Germany's portion of the Alps accounts for a very small part of the country's area and consists only of a narrow fringe of mountains that runs along the country's border with Switzerland and Austria from Lake Constance in the west to Salzburg, Austria, in the east. The western section of the German Alps are the Algäuer Alps, located between Lake Constance and the Lech River. The Bavarian Alps, the central section, lie between the Lech and Inn rivers and contain Germany's highest peak, the Zugspitze (2,963 meters). The Salzburg Alps, which begin at the Inn River and encircle Berchtesgaden, make up the easternmost section of Germany's Alps.

Drainage

The greater part of the country drains into the North Sea via the Rhine, Ems, Weser, and Elbe rivers, which flow in a north-northwest direction.
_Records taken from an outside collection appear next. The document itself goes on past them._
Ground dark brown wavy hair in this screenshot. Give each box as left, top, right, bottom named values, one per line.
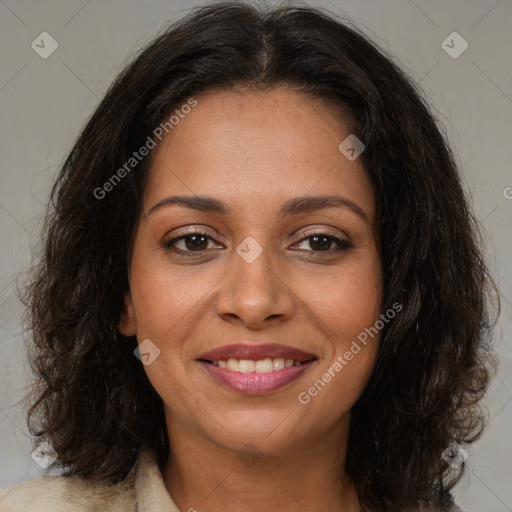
left=23, top=2, right=500, bottom=512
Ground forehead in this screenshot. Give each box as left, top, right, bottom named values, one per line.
left=145, top=87, right=374, bottom=222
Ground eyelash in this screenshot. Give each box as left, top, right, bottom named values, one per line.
left=163, top=231, right=354, bottom=258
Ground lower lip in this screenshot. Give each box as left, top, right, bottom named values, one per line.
left=200, top=360, right=315, bottom=395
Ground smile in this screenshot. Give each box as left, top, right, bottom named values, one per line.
left=198, top=344, right=316, bottom=395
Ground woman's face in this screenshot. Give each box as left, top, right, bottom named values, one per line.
left=120, top=88, right=382, bottom=453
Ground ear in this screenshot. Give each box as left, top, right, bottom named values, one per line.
left=117, top=292, right=137, bottom=336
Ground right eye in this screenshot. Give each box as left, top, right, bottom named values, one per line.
left=163, top=231, right=223, bottom=255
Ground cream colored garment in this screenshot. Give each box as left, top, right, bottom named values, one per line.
left=0, top=452, right=181, bottom=512
left=0, top=452, right=462, bottom=512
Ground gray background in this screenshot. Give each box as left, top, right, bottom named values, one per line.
left=0, top=0, right=512, bottom=512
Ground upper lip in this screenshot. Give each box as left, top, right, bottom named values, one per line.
left=199, top=343, right=316, bottom=362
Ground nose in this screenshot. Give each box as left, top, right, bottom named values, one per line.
left=216, top=247, right=297, bottom=329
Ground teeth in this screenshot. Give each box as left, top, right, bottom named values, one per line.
left=212, top=357, right=302, bottom=373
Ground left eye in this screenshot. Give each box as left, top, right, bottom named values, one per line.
left=292, top=233, right=353, bottom=252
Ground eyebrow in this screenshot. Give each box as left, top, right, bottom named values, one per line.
left=148, top=195, right=370, bottom=223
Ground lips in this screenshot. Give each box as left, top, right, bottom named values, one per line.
left=198, top=343, right=317, bottom=395
left=198, top=343, right=316, bottom=363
In the east, the Oder River and its tributary, the Neisse River, flow northward into the Baltic Sea and mark the border with Poland. With the exception of the Lahn River, which flows southward before joining the Rhine, most of the tributaries of these rivers flow in a west-to-east or east-to-west direction. In an exception to the south-north pattern of major rivers, the Danube River rises in the Black Forest and flows in a southeasterly direction, traversing Bavaria before crossing into Austria at Passau on the long journey to the Black Sea. The Iller, Lech, Isar, and Inn rivers flow from the south into the Danube and drain the Alpine Foreland.
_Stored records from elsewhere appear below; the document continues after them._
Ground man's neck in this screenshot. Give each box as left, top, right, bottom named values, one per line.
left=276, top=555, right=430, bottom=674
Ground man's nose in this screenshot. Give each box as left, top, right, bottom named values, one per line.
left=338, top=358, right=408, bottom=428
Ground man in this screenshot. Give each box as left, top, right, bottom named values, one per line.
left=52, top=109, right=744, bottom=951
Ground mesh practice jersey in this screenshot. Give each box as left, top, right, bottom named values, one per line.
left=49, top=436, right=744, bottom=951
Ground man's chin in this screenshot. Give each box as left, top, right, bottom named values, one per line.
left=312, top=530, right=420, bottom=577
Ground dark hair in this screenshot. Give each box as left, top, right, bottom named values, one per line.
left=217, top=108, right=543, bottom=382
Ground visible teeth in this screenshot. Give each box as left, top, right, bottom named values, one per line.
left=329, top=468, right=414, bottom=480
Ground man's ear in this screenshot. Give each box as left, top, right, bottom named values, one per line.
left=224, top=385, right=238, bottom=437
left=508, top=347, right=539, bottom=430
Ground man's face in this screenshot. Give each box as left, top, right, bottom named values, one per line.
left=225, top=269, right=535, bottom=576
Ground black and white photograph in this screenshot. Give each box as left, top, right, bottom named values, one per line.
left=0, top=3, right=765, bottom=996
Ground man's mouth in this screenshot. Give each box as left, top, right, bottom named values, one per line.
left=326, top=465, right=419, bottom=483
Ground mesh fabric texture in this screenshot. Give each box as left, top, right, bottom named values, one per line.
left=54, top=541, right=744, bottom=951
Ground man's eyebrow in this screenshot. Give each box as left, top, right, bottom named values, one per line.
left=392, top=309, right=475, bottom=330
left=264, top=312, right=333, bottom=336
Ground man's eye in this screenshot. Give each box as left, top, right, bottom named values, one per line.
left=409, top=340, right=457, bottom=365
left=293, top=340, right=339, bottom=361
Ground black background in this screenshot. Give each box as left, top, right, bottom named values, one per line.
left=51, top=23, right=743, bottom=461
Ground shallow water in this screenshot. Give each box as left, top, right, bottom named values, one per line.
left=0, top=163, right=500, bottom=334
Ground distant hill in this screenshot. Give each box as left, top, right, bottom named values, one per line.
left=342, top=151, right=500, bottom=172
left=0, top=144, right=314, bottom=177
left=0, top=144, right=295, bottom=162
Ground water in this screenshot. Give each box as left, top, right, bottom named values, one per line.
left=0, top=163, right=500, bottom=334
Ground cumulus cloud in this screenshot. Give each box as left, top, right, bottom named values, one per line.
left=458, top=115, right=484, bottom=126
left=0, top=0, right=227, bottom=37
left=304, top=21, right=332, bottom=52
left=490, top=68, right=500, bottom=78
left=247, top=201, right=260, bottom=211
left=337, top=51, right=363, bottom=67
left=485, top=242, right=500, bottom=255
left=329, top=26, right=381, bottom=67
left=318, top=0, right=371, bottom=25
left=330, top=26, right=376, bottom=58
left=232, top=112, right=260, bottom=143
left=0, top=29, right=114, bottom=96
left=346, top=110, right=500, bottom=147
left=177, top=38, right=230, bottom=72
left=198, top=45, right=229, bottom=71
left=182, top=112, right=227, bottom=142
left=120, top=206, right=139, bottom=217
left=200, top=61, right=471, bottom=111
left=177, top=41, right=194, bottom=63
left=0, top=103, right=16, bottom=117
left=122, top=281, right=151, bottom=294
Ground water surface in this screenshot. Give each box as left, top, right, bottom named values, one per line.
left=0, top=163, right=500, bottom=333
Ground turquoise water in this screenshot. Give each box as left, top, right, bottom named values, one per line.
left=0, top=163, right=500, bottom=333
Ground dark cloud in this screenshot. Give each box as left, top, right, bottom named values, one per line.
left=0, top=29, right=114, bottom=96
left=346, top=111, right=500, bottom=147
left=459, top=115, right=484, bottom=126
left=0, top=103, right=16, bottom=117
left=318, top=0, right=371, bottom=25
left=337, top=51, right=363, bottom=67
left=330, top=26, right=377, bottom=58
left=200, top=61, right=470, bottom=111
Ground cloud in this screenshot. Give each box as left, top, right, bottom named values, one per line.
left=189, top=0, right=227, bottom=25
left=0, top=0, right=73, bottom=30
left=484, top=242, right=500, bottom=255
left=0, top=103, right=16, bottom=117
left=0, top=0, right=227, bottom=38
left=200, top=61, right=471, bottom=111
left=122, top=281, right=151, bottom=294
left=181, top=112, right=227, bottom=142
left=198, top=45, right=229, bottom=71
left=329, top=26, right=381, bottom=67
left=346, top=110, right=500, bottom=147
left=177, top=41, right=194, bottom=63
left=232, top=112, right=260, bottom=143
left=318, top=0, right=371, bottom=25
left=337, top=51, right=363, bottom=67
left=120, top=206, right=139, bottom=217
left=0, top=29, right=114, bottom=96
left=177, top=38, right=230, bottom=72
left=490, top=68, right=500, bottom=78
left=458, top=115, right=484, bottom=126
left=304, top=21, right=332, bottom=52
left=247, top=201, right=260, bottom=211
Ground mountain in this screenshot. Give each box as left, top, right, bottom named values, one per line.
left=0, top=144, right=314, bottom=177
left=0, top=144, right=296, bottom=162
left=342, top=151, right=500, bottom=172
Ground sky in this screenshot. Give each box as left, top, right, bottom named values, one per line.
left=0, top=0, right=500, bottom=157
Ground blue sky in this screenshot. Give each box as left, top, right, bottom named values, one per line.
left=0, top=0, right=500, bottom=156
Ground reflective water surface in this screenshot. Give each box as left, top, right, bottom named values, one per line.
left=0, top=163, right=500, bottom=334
The Rhine, Germany's longest and most important river, originates in Switzerland, from where it flows into Lake Constance (actually a river basin). At the lake's west end, it begins a long course (800 kilometers) to the Netherlands, at first marking the boundary between Germany and Switzerland and later that between Germany and France. Of the Rhine's three most important tributaries, the Moselle River drains parts of the Rheinish Uplands, the Main drains areas between the Central German Uplands and the Franconian Alb, and the Neckar River drains the area between the Black Forest and the Swabian Alb. Because these rivers keep the Rhine high during the winter and because melting snow in the Alps keeps it high during the spring and summer, the river generally has a high steady flow, which accounts for its being the busiest waterway in Europe.